Vor diesem Hintergrund diskutieren Marktbeobachter Szenarien, in denen Silber im Verlauf des Jahres 2026 in Richtung der Marke von 100 US‑Dollar laufen könnte. Auch prominente Stimmen wie Robert Kiyosaki sprechen von einem möglichen direkten Anlauf auf dieses psychologisch wichtige Niveau. Solche Prognosen setzen jedoch voraus, dass sowohl die physische Knappheit als auch der geopolitische Druck anhalten und die Fed tatsächlich in den Lockerungsmodus wechselt.

Kurzfristig bleibt die Lage hoch volatil. Neben den Nachrichten aus Venezuela rücken in dieser Woche wichtige US-Konjunkturdaten – etwa der ISM-Einkaufsmanagerindex – in den Fokus, die die Zinserwartungen und damit auch die Stimmung am Silbermarkt beeinflussen können.

Fazit: Instabil, aber mit starkem Rückenwind

Silber notiert aktuell in einer Zone ausgeprägter Instabilität, getragen von einer Mischung aus geopolitischer Unsicherheit, strukturellem Defizit und spekulativen Kapitalströmen. Der Kurs liegt deutlich über seinem 50‑Tage-Durchschnitt, aber noch klar unter dem jüngsten 52‑Wochen-Hoch – Spielraum nach oben und unten ist damit vorhanden.

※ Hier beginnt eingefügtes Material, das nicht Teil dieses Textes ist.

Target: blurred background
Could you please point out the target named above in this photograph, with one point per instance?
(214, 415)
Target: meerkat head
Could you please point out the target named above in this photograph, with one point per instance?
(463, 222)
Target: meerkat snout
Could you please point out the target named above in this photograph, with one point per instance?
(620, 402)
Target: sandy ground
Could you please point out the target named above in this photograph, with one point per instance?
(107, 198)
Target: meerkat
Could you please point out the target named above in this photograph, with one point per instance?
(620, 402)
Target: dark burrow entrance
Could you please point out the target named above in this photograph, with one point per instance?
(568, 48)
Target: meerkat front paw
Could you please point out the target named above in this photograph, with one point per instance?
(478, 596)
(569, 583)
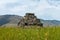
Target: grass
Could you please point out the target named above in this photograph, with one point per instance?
(45, 33)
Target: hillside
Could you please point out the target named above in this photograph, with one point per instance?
(14, 19)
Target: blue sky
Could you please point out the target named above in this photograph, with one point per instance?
(44, 9)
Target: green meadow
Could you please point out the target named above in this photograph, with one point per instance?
(18, 33)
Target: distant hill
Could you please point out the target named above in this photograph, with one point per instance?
(14, 19)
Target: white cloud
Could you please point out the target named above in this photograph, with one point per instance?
(40, 7)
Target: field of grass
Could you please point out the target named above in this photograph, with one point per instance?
(45, 33)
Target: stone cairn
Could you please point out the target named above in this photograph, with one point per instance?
(30, 19)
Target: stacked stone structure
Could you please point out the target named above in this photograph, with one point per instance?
(30, 19)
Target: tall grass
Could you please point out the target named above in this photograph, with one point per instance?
(45, 33)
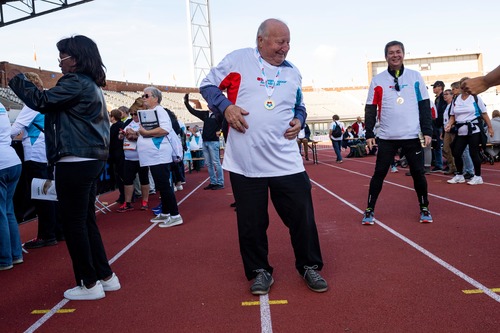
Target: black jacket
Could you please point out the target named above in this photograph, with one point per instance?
(76, 119)
(212, 122)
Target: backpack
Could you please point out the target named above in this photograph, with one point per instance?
(337, 131)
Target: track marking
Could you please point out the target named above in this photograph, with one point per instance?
(58, 311)
(479, 291)
(266, 326)
(419, 248)
(252, 303)
(411, 189)
(64, 301)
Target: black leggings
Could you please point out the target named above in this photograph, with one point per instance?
(413, 151)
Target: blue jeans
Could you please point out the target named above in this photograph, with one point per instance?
(337, 144)
(438, 150)
(212, 161)
(10, 239)
(467, 161)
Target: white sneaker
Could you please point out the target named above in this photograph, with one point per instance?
(112, 284)
(160, 218)
(476, 180)
(81, 293)
(174, 220)
(457, 179)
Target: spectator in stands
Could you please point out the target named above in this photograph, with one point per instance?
(195, 145)
(155, 152)
(177, 168)
(77, 139)
(10, 170)
(400, 95)
(437, 126)
(125, 112)
(303, 140)
(261, 152)
(479, 84)
(359, 128)
(116, 158)
(350, 140)
(336, 141)
(212, 124)
(464, 115)
(449, 136)
(131, 164)
(31, 124)
(495, 140)
(468, 165)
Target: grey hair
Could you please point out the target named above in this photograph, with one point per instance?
(262, 31)
(155, 92)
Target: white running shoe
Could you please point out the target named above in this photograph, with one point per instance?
(112, 284)
(476, 180)
(81, 293)
(160, 218)
(457, 179)
(174, 220)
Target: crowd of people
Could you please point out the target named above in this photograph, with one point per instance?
(66, 131)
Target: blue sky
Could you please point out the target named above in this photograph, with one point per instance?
(331, 42)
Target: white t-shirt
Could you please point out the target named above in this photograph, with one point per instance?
(263, 150)
(342, 127)
(8, 156)
(33, 137)
(130, 147)
(398, 121)
(157, 150)
(467, 110)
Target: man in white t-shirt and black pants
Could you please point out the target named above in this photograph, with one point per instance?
(265, 116)
(399, 100)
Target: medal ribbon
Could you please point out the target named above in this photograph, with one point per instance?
(269, 86)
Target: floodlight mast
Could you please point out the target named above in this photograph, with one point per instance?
(201, 38)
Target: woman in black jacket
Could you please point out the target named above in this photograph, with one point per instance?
(77, 142)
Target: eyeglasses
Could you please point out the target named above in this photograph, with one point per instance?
(396, 84)
(61, 60)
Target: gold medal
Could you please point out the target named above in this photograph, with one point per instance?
(269, 104)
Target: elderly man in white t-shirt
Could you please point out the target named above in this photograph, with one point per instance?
(265, 116)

Solange die Situation in Venezuela ungeklärt bleibt und sich keine Entspannung auf der Angebotsseite abzeichnet, spricht vieles für anhaltenden Aufwärtsdruck. Entscheidend für die nächsten Wochen dürften zwei Faktoren sein: ob die erhöhten Margin-Anforderungen weitere technische Rückschläge auslösen und ob die anstehenden US-Daten die Erwartungen an zwei Fed-Zinssenkungen im Jahr 2026 bestätigen. In dieser Kombination könnten sich die aktuell extrem bullischen Szenarien für Silber weiter verfestigen.